Economistas de prestígio, Kenneth Rogoff e Carmen Reinhart estão à cata de proteção. Alvejados pela fuzilaria dos colegas liberais, tratam de justificar as conclusões de seu trabalho sobre as relações entre dívida pública e taxas de crescimento. Os dois economistas enveredaram pelo perigoso caminho de estabelecer relações de causalidade entre duas variáveis, sem levar em conta as especificidades de cada momento histórico e as transformações sofridas pelas economias capitalistas no longo período examinado.
Rogoff e Reinhart trabalharam com dados dos últimos 200 anos de 44 países, desenvolvidos e em desenvolvimento. Seu principal achado foi a “notável associação” (sic) entre dívida pública bruta igual ou superior a 90% do PIB e baixas taxas de crescimento.
Três economistas da Universidade de Massachusetts Amherst apontaram impropriedades e omissões nos procedimentos estatísticos da dupla. Mas isso não é o mais importante. Mais grave é a tentativa de sacar conclusões de política econômica a partir de correlações entre duas variáveis, dívida bruta e taxas de crescimento.
Os economistas de Amherst reconhecem que, em seu último trabalho, Reinhart e Rogoff chegam a admitir de passagem a possibilidade de uma causalidade reversa entre dívida e crescimento: o baixo crescimento pode aumentar a dívida pública ao reduzir as receitas fiscais e induzir um aumento dos gastos dos governos.
No entanto, nos textos anteriores de 2010, os autores estabelecem uma clara relação de causalidade: o movimento vai da ampliação da dívida pública para a taxa de crescimento do PIB.

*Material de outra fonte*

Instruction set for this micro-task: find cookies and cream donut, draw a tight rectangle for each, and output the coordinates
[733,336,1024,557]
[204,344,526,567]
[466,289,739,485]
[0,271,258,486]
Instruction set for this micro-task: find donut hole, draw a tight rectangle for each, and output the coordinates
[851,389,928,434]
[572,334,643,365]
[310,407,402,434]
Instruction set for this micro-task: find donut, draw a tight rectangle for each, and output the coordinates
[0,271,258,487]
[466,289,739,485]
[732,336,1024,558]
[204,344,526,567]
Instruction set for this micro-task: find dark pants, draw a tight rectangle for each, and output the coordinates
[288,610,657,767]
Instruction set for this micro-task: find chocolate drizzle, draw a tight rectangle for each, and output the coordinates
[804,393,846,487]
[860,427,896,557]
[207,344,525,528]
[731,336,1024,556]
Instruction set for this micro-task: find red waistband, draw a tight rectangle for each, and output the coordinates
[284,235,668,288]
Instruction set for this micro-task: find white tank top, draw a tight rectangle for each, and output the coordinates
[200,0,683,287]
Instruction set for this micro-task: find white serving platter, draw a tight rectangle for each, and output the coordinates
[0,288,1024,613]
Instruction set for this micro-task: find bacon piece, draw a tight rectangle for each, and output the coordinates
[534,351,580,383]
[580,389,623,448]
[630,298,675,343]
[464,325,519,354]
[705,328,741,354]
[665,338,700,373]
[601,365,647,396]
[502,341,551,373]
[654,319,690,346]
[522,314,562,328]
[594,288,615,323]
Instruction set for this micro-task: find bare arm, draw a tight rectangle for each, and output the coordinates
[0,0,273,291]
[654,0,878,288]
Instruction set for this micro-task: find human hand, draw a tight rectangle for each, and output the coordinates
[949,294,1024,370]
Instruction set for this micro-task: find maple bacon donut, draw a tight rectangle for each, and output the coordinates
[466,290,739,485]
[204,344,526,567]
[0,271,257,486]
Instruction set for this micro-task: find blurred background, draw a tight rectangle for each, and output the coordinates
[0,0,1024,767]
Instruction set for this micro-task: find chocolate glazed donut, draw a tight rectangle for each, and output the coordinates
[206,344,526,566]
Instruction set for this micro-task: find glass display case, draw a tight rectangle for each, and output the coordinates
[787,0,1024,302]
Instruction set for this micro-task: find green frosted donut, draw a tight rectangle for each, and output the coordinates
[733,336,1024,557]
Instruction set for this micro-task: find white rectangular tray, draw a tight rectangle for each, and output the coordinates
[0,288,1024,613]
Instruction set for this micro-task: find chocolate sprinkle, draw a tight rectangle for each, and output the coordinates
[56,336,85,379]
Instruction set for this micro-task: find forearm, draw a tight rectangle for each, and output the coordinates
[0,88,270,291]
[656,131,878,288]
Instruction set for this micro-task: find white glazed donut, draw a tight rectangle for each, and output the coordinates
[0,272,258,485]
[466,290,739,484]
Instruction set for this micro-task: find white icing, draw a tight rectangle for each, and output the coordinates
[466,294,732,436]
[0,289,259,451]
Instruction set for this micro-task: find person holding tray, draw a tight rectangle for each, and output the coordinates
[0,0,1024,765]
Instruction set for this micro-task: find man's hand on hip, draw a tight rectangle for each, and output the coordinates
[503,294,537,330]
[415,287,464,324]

As tentativas de estabelecer relações de causalidade em economia, mediante o uso de procedimentos estatísticos e econométricos, sobretudo na análise de séries longas, estão sujeitas a muitas restrições de método e de lógica.
Tais restrições foram apontadas por Keynes em sua crítica ao texto Statistical Testing of Business Cycles, do economista holandês Jon Tinbergen, publicado pela Liga das Nações em 1939.
Não vou submeter o leitor ao exame da longa argumentação de Keynes sobre o caráter inapropriado de procedimentos semelhantes aos utilizados por Reinhart e Rogoff. Darei um exemplo: ao tratar das flutuações do investimento, Tinbergen atribui relação às flutuações dos lucros. Caem os lucros, definham os investimentos. Keynes pergunta: e se as flutuações dos lucros fossem dependentes das flutuações do investimento, “como, de fato, acontece”?
A indagação de Keynes encontrou resposta no desempenho das economias centrais durante os assim chamados 30 anos gloriosos do imediato pós-guerra. Esse período foi marcado por uma virtuosa relação entre gasto fiscal, endividamento público e privado e taxas de crescimento. Esse sistema evoluiu de maneira bastante estável. As cargas tributárias e o gasto público subiram rapidamente em quase todos os países desenvolvidos. O investimento público correu à frente do crescimento do PIB.
Esse arranjo favoreceu o crescimento dos lucros e dos salários reais, em consonância com os ganhos de produtividade, elevando as receitas dos governos e estimulando o investimento das empresas.
Os níveis de endividamento ex-post do setor privado e do setor público como proporção do PIB evoluíram satisfatoriamente, porque as taxas de crescimento elevadas permitiam a absorção da alta propensão ao endividamento ex-ante.
À medida que nos aproximamos do fim dos anos 60, o fim da reconstrução europeia e o acirramento da concorrência entre as economias centrais acarretaram o forte declínio do investimento privado e a consequente queda dos lucros. As intervenções do Estado se tornaram pouco efetivas para reestimular os animal spiritsdo setor privado. Os déficits crônicos e crescentes dos governos engordavam as dívidas públicas.
Diante da estagflação dos anos 70, os conservadores passaram a preconizar a redução de impostos para os ricos “poupadores”. Os sistemas de tributação progressiva eram acusados de desestimular a poupança e debilitar o impulso privado ao investimento.
A prodigalidade dos favores fiscais para as camadas endinheiradas fez pouco ou quase nada para impulsionar o crescimento nas economias maduras, mas promoveu a farra do endividamento das famílias, os sucessivos déficits fiscais e a explosão das dívidas públicas.